In any data processing system, there is a certain amount of lag between the time a data event occurs (the **event time**, determined by the timestamp on the data element itself) and the time the actual data element gets processed at any stage in your pipeline (the **processing time**, determined by the clock on the system processing the element). In addition, data isn’t always guaranteed to arrive in a pipeline in time order, or to always arrive at predictable intervals. For example, we might have intermediate systems that don’t preserve order, or we might have two servers that timestamp data but one has a better network connection.

**Data sources are responsible for producing a watermark**, and **every PCollection must have a watermark** that estimates how complete the PCollection is. The contents of a PCollection are complete when a watermark advances to **infinity**. In this manner, we might discover that an unbounded PCollection is finite. After the watermark progresses past the end of a window, any further element that arrives with a timestamp in that window is considered **late data**.

## Trigger

**Triggers** are a related concept that allow us to modify and refine the **windowing strategy** for a PCollection.
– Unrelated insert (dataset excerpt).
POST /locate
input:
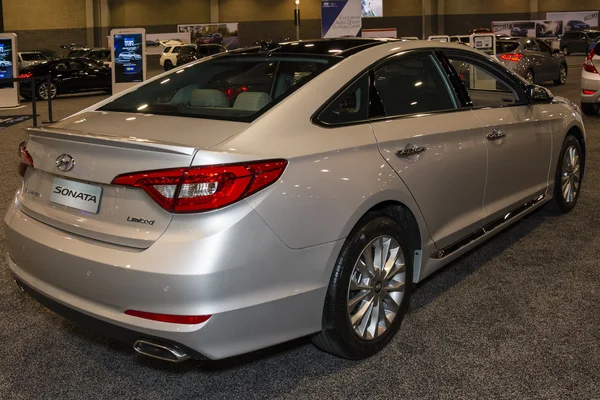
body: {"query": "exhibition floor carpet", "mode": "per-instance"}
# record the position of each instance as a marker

We can use triggers to decide when each individual window aggregates and reports its results, including how the window emits late elements.

When collecting and grouping data into windows, Beam uses triggers to determine when to emit the aggregated results of each **window** (referred to as a **pane**). If we use Beam’s default windowing configuration and default trigger, Beam outputs the aggregated result when it estimates all data has arrived, and discards all subsequent data for that window.

Triggers also provide two additional capabilities that allow us to control the flow of our data and also balance between **data completeness**, **latency**, and **cost**:

* Triggers allow Beam to **emit early results**, before all the data in a given window has arrived. For example, emitting after a certain amount of time elapses, or after a certain number of elements arrives.


* Triggers allow **processing of late data** by triggering after the event time watermark passes the end of the window.

Beam provides a number of pre-built triggers that we can set:

* **Event time triggers**: These triggers operate on the event time, as indicated by the timestamp on each data element. Beam’s default trigger is event time-based.


* **Processing time triggers**: These triggers operate on the processing time, which is the time when the data element is processed at any given stage in the pipeline.


* **Data-driven triggers**: These triggers operate by examining the data as it arrives in each window, and firing when that data meets a certain property. Currently, data-driven triggers only support firing after a certain number of data elements.


* **Composite triggers**: These triggers combine multiple triggers in various ways. For example, we might want one trigger for early data and a different trigger for late data.